Wildfires Should Motivate a New Century of Forest Restoration, by Thomas M. Bonnicksen, Ph.D.

“The most reprehensible waste is that of destruction, as in forest fires,” President Theodore Roosevelt said nearly a century ago. His comment is as true today as it was then. Teddy Roosevelt founded the “forest conservation” movement to restore America’s forests and stop wasteful fires. His solution: Protect forests by quickly putting out fires.

Unfortunately, the policy of total fire suppression was a disaster. Without naturally occurring fire, and with little or no management in many areas, forests grew thicker and more flammable as the century progressed. Today, horrific wildfires are wreaking terrible havoc in loss of human and animal life as well as property.

It is therefore fitting for President George W. Bush to respond to the wildfire crisis by offering a 21st century vision for America’s forests that incorporates our greater understanding of forestry. As the president said in announcing his Healthy Forests Initiative in August, “We must reverse a century of misguided mismanagement of our forests. We must undertake a new century of forest restoration.”

President Bush announced his initiative within sight of the Biscuit Fire in southern Oregon. This fire burned one-half million acres and cost $135 million to fight. That is $270 per acre, which does not include the cost of rehabilitation. That money would have been better spent on preventing the disaster.

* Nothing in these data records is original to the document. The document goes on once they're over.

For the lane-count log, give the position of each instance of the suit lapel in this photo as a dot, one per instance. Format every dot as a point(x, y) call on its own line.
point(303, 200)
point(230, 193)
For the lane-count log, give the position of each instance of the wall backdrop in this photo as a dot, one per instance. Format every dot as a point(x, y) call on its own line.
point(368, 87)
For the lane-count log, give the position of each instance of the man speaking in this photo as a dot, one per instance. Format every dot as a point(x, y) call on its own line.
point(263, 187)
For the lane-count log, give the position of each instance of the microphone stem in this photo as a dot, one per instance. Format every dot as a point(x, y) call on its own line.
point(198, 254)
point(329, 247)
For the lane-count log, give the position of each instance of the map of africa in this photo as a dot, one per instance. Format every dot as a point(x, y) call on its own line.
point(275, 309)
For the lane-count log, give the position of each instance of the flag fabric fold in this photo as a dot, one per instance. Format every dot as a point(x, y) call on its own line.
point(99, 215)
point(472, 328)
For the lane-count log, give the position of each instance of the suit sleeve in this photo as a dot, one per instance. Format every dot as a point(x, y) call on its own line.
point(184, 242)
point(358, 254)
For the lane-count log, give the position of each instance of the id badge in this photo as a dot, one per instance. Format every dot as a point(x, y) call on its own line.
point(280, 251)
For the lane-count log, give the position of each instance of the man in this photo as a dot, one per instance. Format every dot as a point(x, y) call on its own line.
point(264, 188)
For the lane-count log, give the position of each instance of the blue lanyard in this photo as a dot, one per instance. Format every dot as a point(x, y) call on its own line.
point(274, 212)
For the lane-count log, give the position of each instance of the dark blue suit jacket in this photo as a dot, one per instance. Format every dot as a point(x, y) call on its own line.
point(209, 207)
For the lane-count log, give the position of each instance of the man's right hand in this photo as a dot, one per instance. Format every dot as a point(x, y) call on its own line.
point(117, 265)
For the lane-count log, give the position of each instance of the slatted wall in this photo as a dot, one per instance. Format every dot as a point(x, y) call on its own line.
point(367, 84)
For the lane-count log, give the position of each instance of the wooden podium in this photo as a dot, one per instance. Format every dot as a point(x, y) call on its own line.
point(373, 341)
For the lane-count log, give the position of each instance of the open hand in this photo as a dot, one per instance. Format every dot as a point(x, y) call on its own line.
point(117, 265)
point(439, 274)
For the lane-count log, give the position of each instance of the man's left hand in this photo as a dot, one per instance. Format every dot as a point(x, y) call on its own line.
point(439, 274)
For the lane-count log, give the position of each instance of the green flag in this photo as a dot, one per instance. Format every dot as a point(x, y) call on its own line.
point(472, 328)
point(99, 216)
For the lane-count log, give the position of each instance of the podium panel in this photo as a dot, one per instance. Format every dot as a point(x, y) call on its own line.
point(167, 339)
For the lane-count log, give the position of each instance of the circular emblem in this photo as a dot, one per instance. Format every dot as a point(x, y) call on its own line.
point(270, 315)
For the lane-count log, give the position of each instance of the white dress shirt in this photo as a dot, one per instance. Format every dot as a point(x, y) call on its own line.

The Biscuit Fire illustrates what is wrong with our forest policy and why President Bush wants to correct it. Instead of carefully managing our forests, we let wildfire do it for us. Consequently, we get fire-ravaged landscapes, burned homes, silt clogged streams and reservoirs, wildlife habitat destroyed and society denied all the values that a wisely managed forest could produce forever. There is no defense for this policy of neglect and waste.

Sadly, some environmentalists would rather see our forests burn than admit that humans can play a constructive role in nature. President Bush will have to display determination worthy of a Roosevelt to overcome these misguided opponents. Teddy Roosevelt did not just talk about conservation from his bully pulpit; he threw the full weight of his office behind it. President Bush must do the same for restoration.

Restoration forestry is more than planting trees on blackened hillsides. It is about preventing the disaster in the first place. That means managing whole forests rather than just scratching defensive fire lines around communities and watching the surrounding forest burn.

Even so, restoration does not mean managing a forest just to make it fireproof. Restoration forestry is natural management. It uses the historic forest as a model for the future forest. No scientist or environmentalist could conceive of more beautiful or sustainable forests, with more wildlife, than those found by the first explorers. Resistance to monster wildfires is just one of the most important benefits of restoration.

How do we do it? The answer is a simple three-step process: document the historic forest and then restore and maintain it. In many cases, we already know what our historic forests looked like and how they got that way. If needed, we can complete the description quickly and easily using well-known methods.

Next comes restoring the forest. While prescribed burning can help, we cannot just put fire back into an unnatural forest and expect to get something natural. Right now, our forests are too dense. What we must do first is thin our forests and create new openings for young trees like those that existed historically. Then we can use prescribed fire. The goal is to restore the balance of living things that characterized the complete historic forest.

Once restored, a forest requires maintenance. Therefore, cutting and burning to mimic historical fires is essential. Like a historic forest, the restored forest will be dynamic, but it will always contain about the same number of younger and older trees.

Finally, how do we pay for it? Redirecting some of the National Fire Plan money toward restoration forestry, which provides $400 million a year for fuel reduction, would help. However, we cannot succeed without a partnership with the private sector because there is too little public money to do the job. That means private companies harvest only the trees required for restoration and in exchange they get to sell the wood. This is just common sense – why allow our forests to burn if we can use them in a way that also restores them?

Restoration forestry will reduce wildfires, improve forest health, and generate funds to help pay the cost. More important, it will recover the beauty and diversity of our historic forests. Restoration is a worthy vision for America.

 

Dr. Bonnicksen is Professor of Forest Science at Texas A&M University and author of the book America’s Ancient Forests: From the Ice Age to the Age of Discovery published in 2000 by John Wiley & Sons, Inc.  He also serves on the National Center for Public Policy Research Advisory Board.